# Coarse vs fine sea salt?



## chlorinated (Aug 2, 2011)

If you will be putting them in water, does it make a difference in any respects e.g. time to dissolve, what is better from health perspective and so on, does it make a difference to absorbtion, just wanted to know the various differences.

Cheers


----------



## petemccracken (Sep 18, 2008)

IMHO, salt is salt when dissolving in water, albeit the finer the grain, the more rapid the dissolving, though in either case, it will be FAST. Salt, in all its forms, tends to absorb water, even from the atmosphere.

Try it for yourself. Use a tall, quart container, preferably clear, add a tablespoon of salt and see how much reaches the bottom. Try it with large crystals, i.e. kosher salt, and fine crystals, i.e. normal table salt, and see if there is any difference.


----------



## boar_d_laze (Feb 13, 2008)

Finer salt will dissolve more quickly than coarser.  Rate of dissolution also depends on temp and concentration.  It's very unlikely you'd see a practical difference in the respective rates of coarse and fine salts. 

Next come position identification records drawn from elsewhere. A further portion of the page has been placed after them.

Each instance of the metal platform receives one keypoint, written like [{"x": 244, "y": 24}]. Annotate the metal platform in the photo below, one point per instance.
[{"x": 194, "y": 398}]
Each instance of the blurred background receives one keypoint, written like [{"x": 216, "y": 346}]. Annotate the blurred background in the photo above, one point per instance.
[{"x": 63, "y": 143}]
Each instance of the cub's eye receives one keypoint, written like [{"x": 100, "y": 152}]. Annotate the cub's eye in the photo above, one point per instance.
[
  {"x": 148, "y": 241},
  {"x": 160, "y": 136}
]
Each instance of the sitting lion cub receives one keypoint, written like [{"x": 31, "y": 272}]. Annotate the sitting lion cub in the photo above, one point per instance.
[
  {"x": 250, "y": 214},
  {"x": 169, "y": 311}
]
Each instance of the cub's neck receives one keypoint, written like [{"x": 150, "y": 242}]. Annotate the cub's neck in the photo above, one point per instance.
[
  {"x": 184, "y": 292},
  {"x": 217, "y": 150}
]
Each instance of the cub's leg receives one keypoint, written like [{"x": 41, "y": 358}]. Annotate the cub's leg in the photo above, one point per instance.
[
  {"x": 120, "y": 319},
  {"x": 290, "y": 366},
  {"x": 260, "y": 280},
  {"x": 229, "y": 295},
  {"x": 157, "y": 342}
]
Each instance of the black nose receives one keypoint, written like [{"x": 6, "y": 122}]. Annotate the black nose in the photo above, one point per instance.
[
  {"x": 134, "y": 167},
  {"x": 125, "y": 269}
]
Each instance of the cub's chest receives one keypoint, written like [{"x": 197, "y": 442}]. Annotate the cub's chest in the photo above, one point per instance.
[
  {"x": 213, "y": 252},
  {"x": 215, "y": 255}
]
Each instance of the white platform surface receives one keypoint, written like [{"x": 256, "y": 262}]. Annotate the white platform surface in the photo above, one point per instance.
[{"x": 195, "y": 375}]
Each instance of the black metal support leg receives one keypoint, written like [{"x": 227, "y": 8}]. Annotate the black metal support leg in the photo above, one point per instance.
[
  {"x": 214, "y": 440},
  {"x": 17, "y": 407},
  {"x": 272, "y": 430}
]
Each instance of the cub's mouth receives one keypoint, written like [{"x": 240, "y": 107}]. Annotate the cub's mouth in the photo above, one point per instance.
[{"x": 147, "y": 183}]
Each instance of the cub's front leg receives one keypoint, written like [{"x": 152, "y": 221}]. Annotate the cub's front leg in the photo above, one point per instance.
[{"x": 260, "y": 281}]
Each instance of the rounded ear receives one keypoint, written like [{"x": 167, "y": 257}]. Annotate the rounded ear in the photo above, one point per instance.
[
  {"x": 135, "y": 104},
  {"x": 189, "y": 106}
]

If you're cooking the salt into soup, it won't matter at all; both will fully dissolve into solution until the solution reaches its saturation point. 

Dissolved salt is dissolved salt.  It doesn't matter whether the crystals were fine or coarse, or whether it was evaporated sea salt or mined. 

FWIW, all salt was sea-salt at one time or another.

BDL


----------



## curious mac (Sep 11, 2011)

Other than temperature the rate of dissolution is a function of surface area.  The exact same quantity of salt in large crystals exposes less surface to the liquid than does smaller or ground salt.  Think of the given quantity of salt as A. one large crystal as opposed to a fine grind salt.  Just plain old logic tells you it would take a lot of stirring  to dissolve that big salt crystal.


----------



## chlorinated (Aug 2, 2011)

Is stirring required?  Isn't heating alone sufficient for the purpose of soup ?


----------



## cookers (Jun 11, 2011)

Chlorinated said:


> Is stirring required? Isn't heating alone sufficient for the purpose of soup ?


Stir every so often so the soup on the bottom doesn't burn.


----------